(nome non chiaro e mancano le generalità dell’intervistato)
[…] Io andavo sul tram per andare al lavoro in città e, alla domenica, per vedere le vetrine dei negozi piene di luci e di tante buone cose da mangiare. Io andavo a piedi alla stazione del tram che si trovava a diversi chilometri dalla mia abitazione. Quando era libera usavo anche la bicicletta.
Il paese era molto piccolo con poche case, molti prati e campi, le strade non erano asfaltate ed erano piene di sassi e buche.

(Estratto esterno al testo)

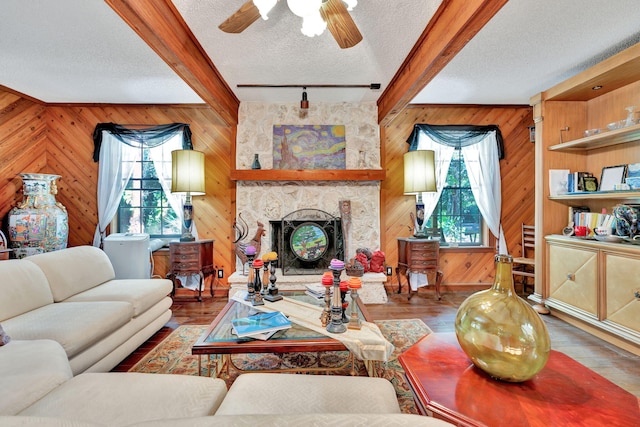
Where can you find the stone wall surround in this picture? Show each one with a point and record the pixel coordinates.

Il centro era la piazza con la chiesa e dove si teneva il mercato.
Mi ricordo che l’inizio delle lezioni della scuola era concordato all’orario del tram perché alcune maestre abitavano in città.
I giovani della Valpantena speravano di trovare un buon lavoro in città e magari trovare la morosa che avesse un po’ di soldi.
La città per i giovani era qualcosa di sconosciuto che gli faceva un po’ di timore ma allo stesso tempo era anche uno stimolo per cercare di fare un cambiamento. I miei contatti con i cittadini erano stabili perché lavoravamo insieme, ma non avevo molte altre conoscenze.
Solo i cittadini più ricchi avevano una seconda (o terza) casa nella Valpantena e la usavano d’estate per alleviare il caldo della Verona-città.
Oltre ad avere più denaro i cittadini avevano una cultura maggiore e parlavano l’italiano pulito, non il dialetto.